I feel as if I pushed everything inside and then it was a mix of melting and mourning, wanting to somehow be alright with it all, what I would not have chosen before. I pulled into me all that was surrounding, whether right or wrong, to shield me from the rawest of it all: what lies in my head in sleep and waking hours, gnaws at my dreams. The strangest part, is that now it hurts more honestly but the relief is just as harsh; I can sleep through the night, I can let myself cry, and I can still want what I wanted before. I don't have to settle in any way. I don't have to hold on tight to what I know is not right for me.
I guess that pairs are not synonymous with symmetry. I can feel free and suddenly mourning what I have lost in my father; I can forgive myself for not always loving right, or who I should love, for having to try, make wrong decisions along the way, but in all of it still believing I will have what I have, at one time, known so well.
I am really proud of both of us for not settling for what is less, for what is cutting honesty, and for this maturity I have never before known. I am not even angry inside.
New York, on the other hand, is not a city of symmetry, itself; it is not a city that can be sidled up to. But it is a haven in the most hearty of sense. And finally, here, now, I don't feel so hollow; while it hurts, I'm whole, it's home.

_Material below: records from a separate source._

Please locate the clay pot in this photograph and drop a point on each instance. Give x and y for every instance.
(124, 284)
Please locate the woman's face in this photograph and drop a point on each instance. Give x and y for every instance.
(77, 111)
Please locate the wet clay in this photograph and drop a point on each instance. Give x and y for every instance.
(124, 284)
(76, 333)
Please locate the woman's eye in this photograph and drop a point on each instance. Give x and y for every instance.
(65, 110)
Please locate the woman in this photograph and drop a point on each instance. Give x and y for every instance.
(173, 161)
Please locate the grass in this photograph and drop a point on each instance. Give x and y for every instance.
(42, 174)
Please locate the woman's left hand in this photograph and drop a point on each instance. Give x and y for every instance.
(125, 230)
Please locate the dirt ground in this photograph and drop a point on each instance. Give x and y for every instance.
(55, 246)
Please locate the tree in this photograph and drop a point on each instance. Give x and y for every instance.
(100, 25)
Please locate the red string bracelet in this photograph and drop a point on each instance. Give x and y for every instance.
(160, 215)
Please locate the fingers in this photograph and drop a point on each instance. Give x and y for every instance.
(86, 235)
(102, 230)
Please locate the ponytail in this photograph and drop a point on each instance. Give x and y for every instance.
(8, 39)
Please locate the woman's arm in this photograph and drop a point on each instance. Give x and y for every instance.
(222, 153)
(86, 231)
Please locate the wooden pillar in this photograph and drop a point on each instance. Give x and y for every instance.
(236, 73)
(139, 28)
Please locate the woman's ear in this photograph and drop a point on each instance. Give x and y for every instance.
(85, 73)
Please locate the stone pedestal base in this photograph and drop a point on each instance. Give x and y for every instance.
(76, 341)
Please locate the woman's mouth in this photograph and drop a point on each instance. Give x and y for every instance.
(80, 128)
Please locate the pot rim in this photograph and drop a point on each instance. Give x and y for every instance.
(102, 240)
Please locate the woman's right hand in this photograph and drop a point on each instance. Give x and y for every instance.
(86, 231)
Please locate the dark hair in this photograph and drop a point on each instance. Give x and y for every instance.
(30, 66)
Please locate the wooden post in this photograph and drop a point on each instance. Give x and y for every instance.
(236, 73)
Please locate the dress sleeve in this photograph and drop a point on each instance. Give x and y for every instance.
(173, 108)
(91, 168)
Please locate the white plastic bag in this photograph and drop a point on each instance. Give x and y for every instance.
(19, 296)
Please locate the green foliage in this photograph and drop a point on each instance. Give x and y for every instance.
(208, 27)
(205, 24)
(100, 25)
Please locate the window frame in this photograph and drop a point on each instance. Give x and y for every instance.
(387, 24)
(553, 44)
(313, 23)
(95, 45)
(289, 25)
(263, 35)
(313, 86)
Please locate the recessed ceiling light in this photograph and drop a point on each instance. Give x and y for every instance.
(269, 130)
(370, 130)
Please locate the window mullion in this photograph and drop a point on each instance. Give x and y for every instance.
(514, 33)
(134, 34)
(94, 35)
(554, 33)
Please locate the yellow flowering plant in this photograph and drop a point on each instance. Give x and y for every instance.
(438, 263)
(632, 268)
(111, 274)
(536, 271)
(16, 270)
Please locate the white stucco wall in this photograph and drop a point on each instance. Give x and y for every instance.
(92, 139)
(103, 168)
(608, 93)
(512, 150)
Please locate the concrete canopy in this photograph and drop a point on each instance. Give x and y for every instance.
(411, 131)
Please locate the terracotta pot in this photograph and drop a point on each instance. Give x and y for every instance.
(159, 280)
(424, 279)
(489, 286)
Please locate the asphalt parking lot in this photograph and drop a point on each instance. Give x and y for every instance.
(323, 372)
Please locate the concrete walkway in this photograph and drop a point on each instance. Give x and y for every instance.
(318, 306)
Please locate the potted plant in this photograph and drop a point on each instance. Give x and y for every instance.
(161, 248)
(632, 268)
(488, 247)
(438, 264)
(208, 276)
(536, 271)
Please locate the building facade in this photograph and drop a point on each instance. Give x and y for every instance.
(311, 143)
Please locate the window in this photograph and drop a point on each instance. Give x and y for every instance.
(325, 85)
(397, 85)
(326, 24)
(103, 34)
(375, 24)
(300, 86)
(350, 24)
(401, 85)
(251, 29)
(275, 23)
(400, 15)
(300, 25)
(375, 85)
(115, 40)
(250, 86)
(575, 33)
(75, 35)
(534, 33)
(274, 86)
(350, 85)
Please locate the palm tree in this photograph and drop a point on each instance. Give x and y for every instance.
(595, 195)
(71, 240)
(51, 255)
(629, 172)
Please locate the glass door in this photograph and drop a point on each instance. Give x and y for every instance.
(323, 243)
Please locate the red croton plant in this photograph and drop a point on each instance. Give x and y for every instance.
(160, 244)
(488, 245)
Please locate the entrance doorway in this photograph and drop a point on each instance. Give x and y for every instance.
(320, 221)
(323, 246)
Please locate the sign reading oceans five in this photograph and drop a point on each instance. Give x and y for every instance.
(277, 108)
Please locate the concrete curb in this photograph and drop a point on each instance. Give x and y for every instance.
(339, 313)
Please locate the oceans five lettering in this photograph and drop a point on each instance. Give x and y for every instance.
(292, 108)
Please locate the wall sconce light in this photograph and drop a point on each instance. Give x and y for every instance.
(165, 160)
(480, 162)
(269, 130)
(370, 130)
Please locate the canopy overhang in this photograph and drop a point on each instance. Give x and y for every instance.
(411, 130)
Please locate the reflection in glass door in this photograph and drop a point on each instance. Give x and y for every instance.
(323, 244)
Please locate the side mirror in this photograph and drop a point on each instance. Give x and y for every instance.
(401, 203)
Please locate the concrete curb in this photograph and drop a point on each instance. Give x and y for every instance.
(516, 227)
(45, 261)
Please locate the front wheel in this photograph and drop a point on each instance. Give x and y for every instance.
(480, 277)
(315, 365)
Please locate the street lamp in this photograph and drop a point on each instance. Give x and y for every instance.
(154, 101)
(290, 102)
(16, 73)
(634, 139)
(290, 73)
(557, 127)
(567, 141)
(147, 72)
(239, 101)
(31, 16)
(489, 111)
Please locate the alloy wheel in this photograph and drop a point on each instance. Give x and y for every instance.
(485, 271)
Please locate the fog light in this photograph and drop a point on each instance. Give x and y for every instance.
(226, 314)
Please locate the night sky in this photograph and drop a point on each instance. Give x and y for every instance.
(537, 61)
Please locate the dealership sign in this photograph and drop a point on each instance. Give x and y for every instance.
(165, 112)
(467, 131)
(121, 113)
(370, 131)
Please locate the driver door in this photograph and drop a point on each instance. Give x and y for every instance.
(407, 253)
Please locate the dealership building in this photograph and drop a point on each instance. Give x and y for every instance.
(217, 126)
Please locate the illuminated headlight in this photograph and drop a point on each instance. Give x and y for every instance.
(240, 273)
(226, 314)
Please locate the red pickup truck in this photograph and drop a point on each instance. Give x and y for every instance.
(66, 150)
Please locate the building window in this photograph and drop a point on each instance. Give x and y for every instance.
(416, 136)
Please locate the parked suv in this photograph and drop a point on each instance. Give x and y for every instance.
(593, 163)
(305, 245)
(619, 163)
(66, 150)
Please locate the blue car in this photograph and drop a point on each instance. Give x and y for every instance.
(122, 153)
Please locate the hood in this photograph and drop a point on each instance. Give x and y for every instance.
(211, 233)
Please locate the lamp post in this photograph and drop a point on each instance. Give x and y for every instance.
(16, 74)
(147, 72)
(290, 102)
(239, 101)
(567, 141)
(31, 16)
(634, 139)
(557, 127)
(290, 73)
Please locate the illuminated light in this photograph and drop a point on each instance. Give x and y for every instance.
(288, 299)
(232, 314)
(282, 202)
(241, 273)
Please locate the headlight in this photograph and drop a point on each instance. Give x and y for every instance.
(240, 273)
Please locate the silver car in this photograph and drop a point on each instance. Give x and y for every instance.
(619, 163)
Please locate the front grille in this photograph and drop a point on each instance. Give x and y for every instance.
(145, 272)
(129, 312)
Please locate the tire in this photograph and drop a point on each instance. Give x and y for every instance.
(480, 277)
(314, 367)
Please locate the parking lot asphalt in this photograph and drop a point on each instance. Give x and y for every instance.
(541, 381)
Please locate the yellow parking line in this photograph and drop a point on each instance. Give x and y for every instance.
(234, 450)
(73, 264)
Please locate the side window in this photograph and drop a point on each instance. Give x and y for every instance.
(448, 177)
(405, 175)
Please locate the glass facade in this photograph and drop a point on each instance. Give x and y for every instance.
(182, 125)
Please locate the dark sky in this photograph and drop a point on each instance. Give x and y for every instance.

What I am so afraid of is really the fear itself, because the most daunting but demanding decisions, those that we know the (difficult) answers to, are exhales to make, flattening of too-full lungs, a fancy unraveling of that which already lies at our feet. I have to laugh, when thinking, knowing that the decisions have long been made but unspoken, always in ice. Suddenly, it all seems symmetric. Not perfect, not easy, but far more fitting. And there is little more that I could ask for, that I want today. I feel almost guilty in the glutton of release.